Malgré leur étendue, je n’hésite pas à faire ici ces citations, parce qu’elles caractérisent les idées et les jugemens de M. Vitet sur le sujet dont il s’est le plus constamment et le plus affectueusement occupé, l’histoire de la peinture et le régime le plus favorable à la prospérité et à la gloire de l’art. Elles constatent en même temps l’état actuel des faits et la libérale sagesse de nos lois et de nos mœurs modernes comparées à celles du siècle de Louis XIV. Nous aussi, nous avons une Académie des Beaux-Arts; mais elle ne porte atteinte à aucune liberté; elle ne possède aucun privilège, si ce n’est celui d’accorder à nos artistes, par des suffrages libres et librement discutés, l’honneur de siéger parmi leurs égaux.
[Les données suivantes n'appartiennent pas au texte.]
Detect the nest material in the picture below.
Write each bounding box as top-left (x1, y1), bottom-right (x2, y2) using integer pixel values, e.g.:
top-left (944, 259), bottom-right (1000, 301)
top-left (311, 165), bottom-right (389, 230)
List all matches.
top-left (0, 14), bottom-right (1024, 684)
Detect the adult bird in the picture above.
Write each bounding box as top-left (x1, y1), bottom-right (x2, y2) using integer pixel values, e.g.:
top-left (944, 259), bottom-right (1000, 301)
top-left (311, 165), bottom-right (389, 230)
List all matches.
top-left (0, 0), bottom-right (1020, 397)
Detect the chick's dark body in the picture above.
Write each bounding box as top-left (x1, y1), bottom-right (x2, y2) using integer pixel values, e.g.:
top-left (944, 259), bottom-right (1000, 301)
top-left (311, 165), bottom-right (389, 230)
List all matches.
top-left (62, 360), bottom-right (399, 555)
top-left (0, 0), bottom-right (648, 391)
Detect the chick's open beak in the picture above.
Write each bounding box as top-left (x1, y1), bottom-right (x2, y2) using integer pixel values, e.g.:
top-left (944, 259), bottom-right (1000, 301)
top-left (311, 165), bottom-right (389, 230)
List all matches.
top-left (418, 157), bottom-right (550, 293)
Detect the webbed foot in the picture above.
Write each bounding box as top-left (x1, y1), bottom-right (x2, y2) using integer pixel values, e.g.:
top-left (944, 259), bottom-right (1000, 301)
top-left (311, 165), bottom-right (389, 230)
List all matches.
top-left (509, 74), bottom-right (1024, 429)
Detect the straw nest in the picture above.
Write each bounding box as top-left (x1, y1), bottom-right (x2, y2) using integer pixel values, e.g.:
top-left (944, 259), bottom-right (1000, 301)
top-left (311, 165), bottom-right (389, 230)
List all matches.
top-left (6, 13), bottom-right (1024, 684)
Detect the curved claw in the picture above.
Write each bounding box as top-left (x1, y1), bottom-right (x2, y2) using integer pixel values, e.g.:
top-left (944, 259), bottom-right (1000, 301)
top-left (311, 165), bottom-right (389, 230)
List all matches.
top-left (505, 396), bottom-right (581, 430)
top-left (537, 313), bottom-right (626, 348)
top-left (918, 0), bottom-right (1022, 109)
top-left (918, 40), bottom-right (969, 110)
Quant à l’hôtel Lambert, il est encore debout, dans l’île Saint-Louis, avec ses magnificences un peu vieillies, mais toujours très dignes et très admirées, et il est maintenant habité, non plus par un riche financier, mais par les descendans de deux glorieuses familles royales, l’une française, l’autre polonaise, qui ne se font remarquer qu’en donnant à leurs voisins le spectacle de leurs bienfaits et de leurs vertus.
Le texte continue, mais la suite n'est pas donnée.